I have a cluster running on GKE. I created 2 separated node pools. My first node pool (let's call it main-pool
) scales from 1 to 10 nodes. The second one (let's call it db-pool
) scales from 0 to 10 nodes. The db-pool
nodes have specific needs as I have to dynamically create some pretty big databases, requesting a lot of memory, while the main-pool
is for "light" workers. I used node selectors for my workers to be created on the right nodes and everything works fine.
The problem I have is that the db-pool
nodes, because they request a lot of memory, are way more expensive and I want them to scale down to 0 when no database is running. It was working fine until I added the node selectors (I am not 100% sure but it seems to be when it happened), but now it will not scale down to less than 1 node. I believe it is because some kube-system pods are running on this node:
NAME READY STATUS RESTARTS AGE IP NODE NOMINATED NODE
heapster-v1.6.0-beta.1-6c9dfdb9f5-2htn7 3/3 Running 0 39m 10.56.18.22 gke-padawan-cluster-ipf-db-pool-bb2827a7-99pm <none>
metrics-server-v0.3.1-5b4d6d8d98-7h659 2/2 Running 0 39m 10.56.18.21 gke-padawan-cluster-ipf-db-pool-bb2827a7-99pm <none>
fluentd-gcp-v3.2.0-jmlcv 2/2 Running 0 1h 10.132.15.241 gke-padawan-cluster-ipf-db-pool-bb2827a7-99pm <none>
kube-proxy-gke-padawan-cluster-ipf-db-pool-bb2827a7-99pm 1/1 Running 0 1h 10.132.15.241 gke-padawan-cluster-ipf-db-pool-bb2827a7-99pm <none>
prometheus-to-sd-stfz4 1/1 Running 0 1h 10.132.15.241 gke-padawan-cluster-ipf-db-pool-bb2827a7-99pm <none>
Is there any way to prevent it from happening?
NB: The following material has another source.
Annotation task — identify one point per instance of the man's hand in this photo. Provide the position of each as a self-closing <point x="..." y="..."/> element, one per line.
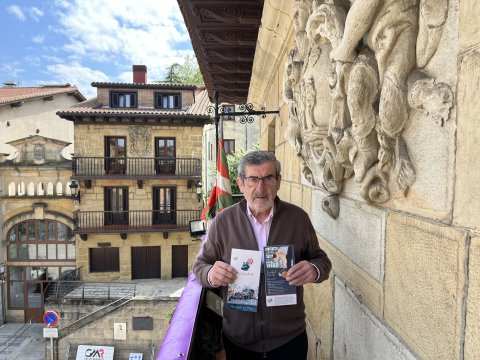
<point x="222" y="274"/>
<point x="301" y="274"/>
System pods like Fluentd and (eventually kube-proxy) are daemonsets and are required on each node; these shouldn't stop scaling down though. Pods like Heapster and metrics-server are not required and those can block the node pool from scaling down to 0.
The best way to stop these non-node critical system pods from scheduling on your expensive node pool is to use taints and tolerations. The taints will prevent pods from being scheduled to the nodes, you just need to make sure that the db pods do get scheduled on the larger node pool by setting tolerations along with the node selector.
You should configure the node taints when you create the node pool so that new nodes are created with the taint already in place. With proper taints and tolerations, your node pool should be able to scale down to 0 without issue.